Besides, the National Association of Insurance Commissioners argues, the cost of regulation adds at most 5 percent to the price of a health plan. Other research similarly concludes that regulation determines very little of the ultimate price, but one peer-reviewed paper from 2008 found state regulations create significant differences. Two of those common types of regulations -- exclusions based on pre-existing conditions and the process of underwritting -- have now been banned through the Affordable Care Act, though, which is one reason recent Congressional bills -- all unsuccessful -- have depended on repealing much of the law.

“In the past, it was, ‘Do we want to let the healthy people take advantage of cheaper insurance in another state?’" said Tyler Brannen, a health policy analyst at the New Hampshire Insurance Department. " But more recently, he said the consensus has been: "If there’s not much of a difference [between policies], then why do it?”

Despite the potential to make more money, companies haven't jumped at the opportunity in states that have lowered barriers. Insurance department officials in Georgia, Maine and Wyoming told Governing that no out-of-state insurers have expressed interest, and no such policies have been sold.

Denise Burke, a senior policy and planning analyst with Wyoming’s insurance department, suspects the state’s extremely low population density and the difficulty of building a provider network has discouraged insurers. “Accessibility, getting and keeping qualified providers -- insurance companies are simply not interested in pulling us into the fold,” she said.

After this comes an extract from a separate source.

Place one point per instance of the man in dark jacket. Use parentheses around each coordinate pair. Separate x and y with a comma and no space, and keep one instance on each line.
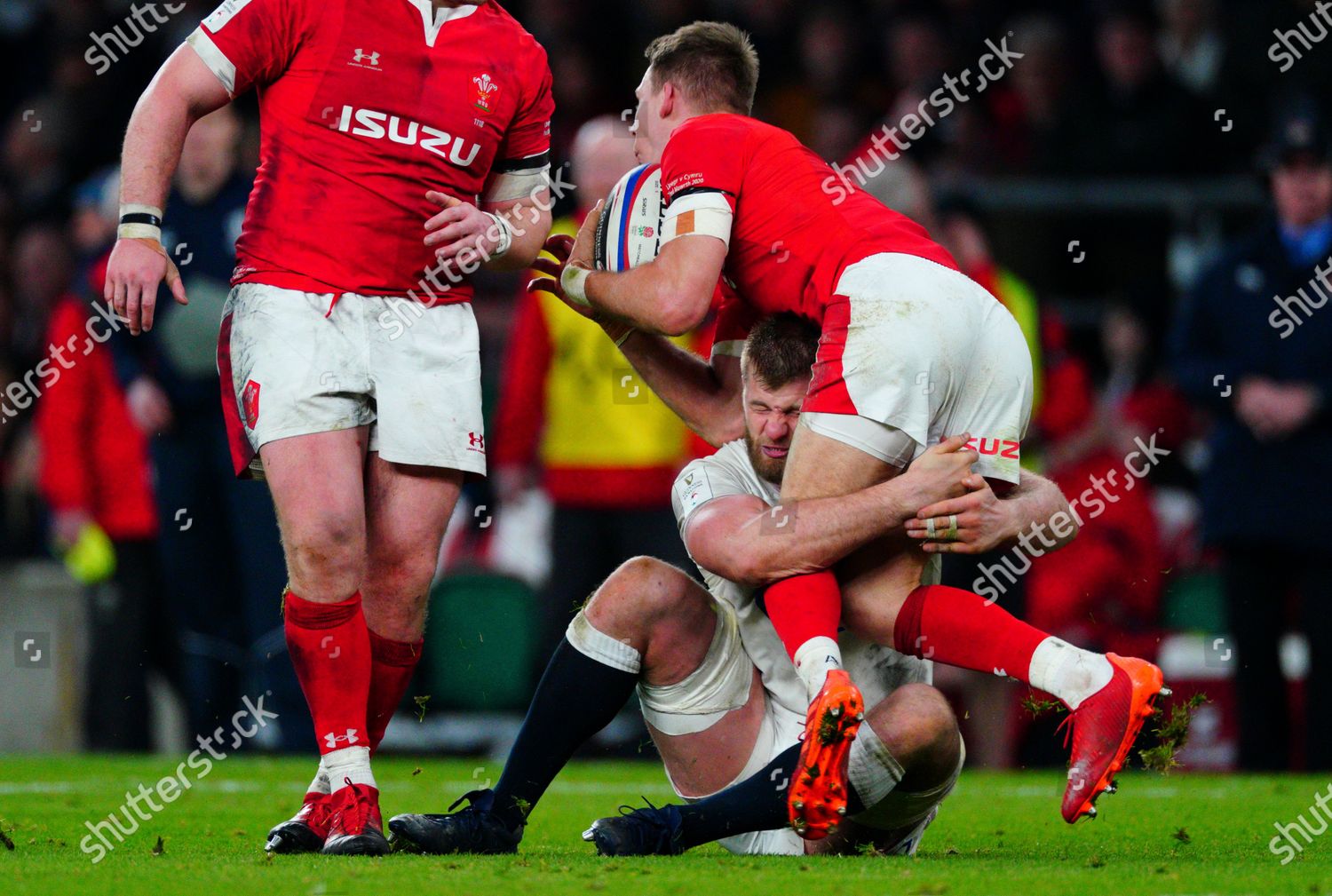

The investment of building a network of doctors in a state often comes up as a bigger barrier than state regulation, even among some supporters of the idea of selling policies across state lines. Thomas Miller, a resident health care fellow at the conservative American Enterprise Institute, acknowledges “it’s not easy to be a new insurer overnight,” but he says there are a few ways to make the investment more worthwhile.

The first, Miller said, would require a block of states passing legislation to open up their markets simultaneously to help spur investment or by forming an interstate compact, under which participating states agree to basic regulations. “The complication there is that each state thinks it’s a really great idea as long as every state agrees to their regulation,” he said.

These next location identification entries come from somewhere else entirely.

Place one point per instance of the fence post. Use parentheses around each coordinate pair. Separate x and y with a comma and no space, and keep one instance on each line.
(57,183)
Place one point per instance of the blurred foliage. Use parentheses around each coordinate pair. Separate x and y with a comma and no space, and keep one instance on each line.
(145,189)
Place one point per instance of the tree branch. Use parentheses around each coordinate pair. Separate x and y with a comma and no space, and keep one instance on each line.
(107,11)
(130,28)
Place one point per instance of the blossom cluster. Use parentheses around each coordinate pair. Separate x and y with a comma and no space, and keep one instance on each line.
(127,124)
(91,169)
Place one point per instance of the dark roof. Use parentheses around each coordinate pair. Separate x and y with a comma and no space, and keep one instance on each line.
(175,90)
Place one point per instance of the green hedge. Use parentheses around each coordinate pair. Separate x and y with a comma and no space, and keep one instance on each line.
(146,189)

The idea of forming a compact, which has to be approved by Congress and possibly the president, has generated interest, with nine conservative states passing bills seeking to form one to convert virtually all federal health-care dollars into a block grant. But the effort hasn’t gone anywhere and could face a tough road to passage even in a Republican Congress.

The other way, Miller said, is for federal legislation requiring states to accept policies from out-of-state insurers. But that route -- which has been tried multiple times -- faces resistance from states themselves. He argues it’s still worthwhile, though, for states to take a patchwork approach in case the U.S. Supreme Court forces changes to the ACA that weaken its standards and allow for greater variation between policies again.

But even if that happens, regulators argue it would come at the cost of customers losing their ability to address problems because insurance departments hundreds of miles away won’t have to listen.

"Who’s going to take care of you when something goes awry?" said Linda Blumberg, a senior fellow at the Urban Institute who follows the issue. "Because where you live, the insurance commissioner can’t do anything for you, and you’ll be an incredibly low priority for some other state because you don’t live there, vote there or pay taxes.”